2007-05-27 12:19:29 · 10 answers · asked by wayne h 1 in Science & Mathematics Astronomy & Space

10 answers

Let's look at the problems he would face (in order)...

1) In space, the suit is only good for a few hours duration, after which he will be rather dead; if he lived, then...
2) To reenter the atmosphere, he needs a way to change his orbital speed to reenter - and space suits don't have rockets built in; if he had rockets, then...
3) Need to hit the atmosphere at exactly the right angle, because too steep and he's charcoal (no matter what) and too shallow and he skips off like a rock on a pond. Kinda need a decent computer for that; if he was a mathematical genius then...
4) Need to be able to absorb the heat of reentry. Multiple thousands of MPH turns almost any material into ash very quickly. So either his suit is designed to wear away (ala the Apollo reentry capsules; very heavy, thick, and stiff) or made out of shuttle tiles (very light, yes, but still thick and stiff); but assuming he has a magic material...
5) Still has to get the parachute out from inside the suit (where it has been protected from burning up) and deployed. So, while falling to earth at terminal velocity, he has to take off his suit and deploy the parachute. This might be the easiest part of the whole escapade!

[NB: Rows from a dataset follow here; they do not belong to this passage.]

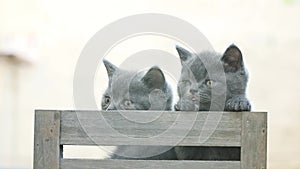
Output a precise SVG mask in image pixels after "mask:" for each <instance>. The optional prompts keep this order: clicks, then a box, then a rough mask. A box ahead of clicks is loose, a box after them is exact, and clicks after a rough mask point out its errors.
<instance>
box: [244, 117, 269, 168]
mask: <svg viewBox="0 0 300 169" xmlns="http://www.w3.org/2000/svg"><path fill="white" fill-rule="evenodd" d="M241 135H242V138H241V143H242V146H241V169H254V168H257V169H266V168H267V113H266V112H244V113H243V115H242V133H241Z"/></svg>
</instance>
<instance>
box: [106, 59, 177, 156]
mask: <svg viewBox="0 0 300 169" xmlns="http://www.w3.org/2000/svg"><path fill="white" fill-rule="evenodd" d="M103 63H104V65H105V67H106V70H107V74H108V77H109V85H108V88H107V89H106V91H105V93H104V94H103V97H102V104H101V106H102V110H172V98H173V96H172V91H171V88H170V87H169V85H168V83H167V82H166V80H165V76H164V74H163V72H162V71H161V69H160V68H158V67H156V66H154V67H152V68H150V69H149V70H148V71H126V70H122V69H120V68H118V67H116V66H114V65H113V64H111V63H110V62H108V61H106V60H104V61H103ZM162 149H165V150H168V151H166V152H164V153H162V154H159V153H157V152H162V151H161V150H162ZM146 153H147V154H149V153H150V154H156V155H154V156H152V157H146V156H145V154H146ZM136 157H138V158H136ZM111 158H113V159H151V160H156V159H170V160H174V159H177V158H176V154H175V152H174V149H173V148H171V147H166V146H117V150H116V151H115V154H114V155H113V156H112V157H111Z"/></svg>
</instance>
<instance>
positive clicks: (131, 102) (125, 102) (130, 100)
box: [124, 100, 132, 107]
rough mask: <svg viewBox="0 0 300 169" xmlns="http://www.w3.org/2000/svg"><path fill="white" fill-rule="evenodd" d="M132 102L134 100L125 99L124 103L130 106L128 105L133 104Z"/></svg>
mask: <svg viewBox="0 0 300 169" xmlns="http://www.w3.org/2000/svg"><path fill="white" fill-rule="evenodd" d="M131 104H132V101H131V100H125V101H124V105H125V106H127V107H128V106H131Z"/></svg>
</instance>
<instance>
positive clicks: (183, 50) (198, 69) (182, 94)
mask: <svg viewBox="0 0 300 169" xmlns="http://www.w3.org/2000/svg"><path fill="white" fill-rule="evenodd" d="M176 49H177V51H178V54H179V56H180V59H181V63H182V71H181V77H180V80H179V82H178V86H177V87H178V88H177V90H178V95H179V101H178V103H177V104H176V105H175V109H176V110H185V111H209V110H213V111H224V110H225V111H250V110H251V104H250V102H249V101H248V99H247V98H246V87H247V82H248V73H247V70H246V68H245V65H244V62H243V57H242V53H241V51H240V50H239V48H238V47H236V46H235V45H231V46H229V47H228V48H227V50H226V51H225V52H224V54H219V53H216V52H202V53H199V54H194V53H190V52H189V51H187V50H186V49H183V48H182V47H179V46H176ZM208 70H210V71H208ZM222 77H224V78H223V79H222ZM213 90H214V91H217V92H214V94H213V92H212V91H213ZM222 98H225V99H223V100H224V103H223V104H222V103H220V100H222ZM212 105H213V106H212ZM175 151H176V153H177V157H178V159H185V160H191V159H206V160H209V159H216V158H221V159H222V158H223V157H224V151H223V152H222V151H220V150H217V149H215V148H210V149H204V148H199V147H198V148H197V147H189V148H185V147H176V148H175ZM236 152H237V151H236V149H233V148H232V149H229V150H227V154H226V153H225V154H226V155H225V156H226V158H228V159H233V160H237V159H238V158H239V155H238V154H237V153H236ZM222 153H223V154H222ZM222 155H223V156H222ZM226 158H225V159H226Z"/></svg>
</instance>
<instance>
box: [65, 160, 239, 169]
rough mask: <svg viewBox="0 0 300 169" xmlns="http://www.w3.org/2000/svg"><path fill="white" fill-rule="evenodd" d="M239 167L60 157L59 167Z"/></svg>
mask: <svg viewBox="0 0 300 169" xmlns="http://www.w3.org/2000/svg"><path fill="white" fill-rule="evenodd" d="M82 168H85V169H99V168H105V169H132V168H139V169H153V168H155V169H182V168H188V169H199V168H203V169H239V168H240V162H239V161H167V160H80V159H62V161H61V169H82Z"/></svg>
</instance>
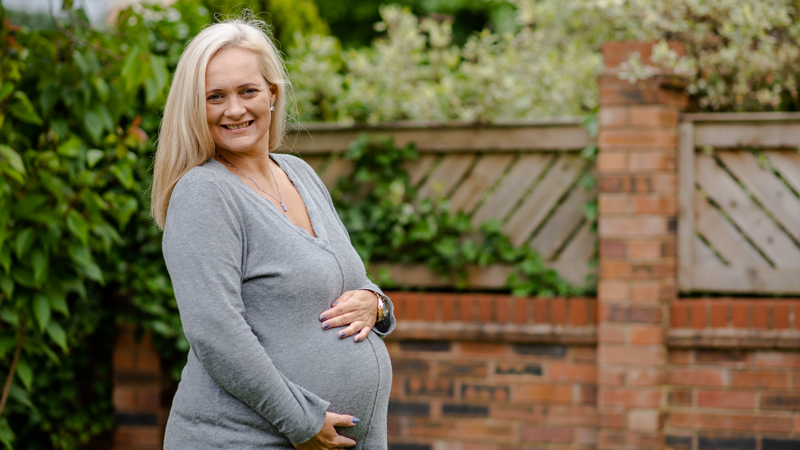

Basically, forget it. The astronaut would need a space ship, not just a suit and a parachute.

2007-05-27 14:24:18 · answer #1 · answered by Adam G 2 · 0 0

There's no real "barrier". Just that He'll start falling to earth WITHOUT air resistance while in space...pick up great speed, then as the atmosphere "thickens" as he gets closer to Earth, he will feel air resistance. The tremendous speed that he picks up first is much more than the usual sky diver, so increasing air friction would burn him up. A space capsule and even the shuttle, fall through this with heat resistant panels on the bottom of the ship, then when it finally starts hitting enough resistance to slow a little bit (so you won't tear you're chute right off)...they then can deploy a chute or glide home like the shuttle...but only after some real high heat (of friction).

2007-05-27 19:34:46 · answer #2 · answered by baron_von_sky 2 · 0 1

If he had a parachute under his space suit he would rupture containment getting it deployed. OK, he has it over his spacesuit. Nothing much happens until he reaches about 50 torr of air pressure. By that time, assuming he was geostationary more than 50 miles up, he is falling supersonic. Bummer.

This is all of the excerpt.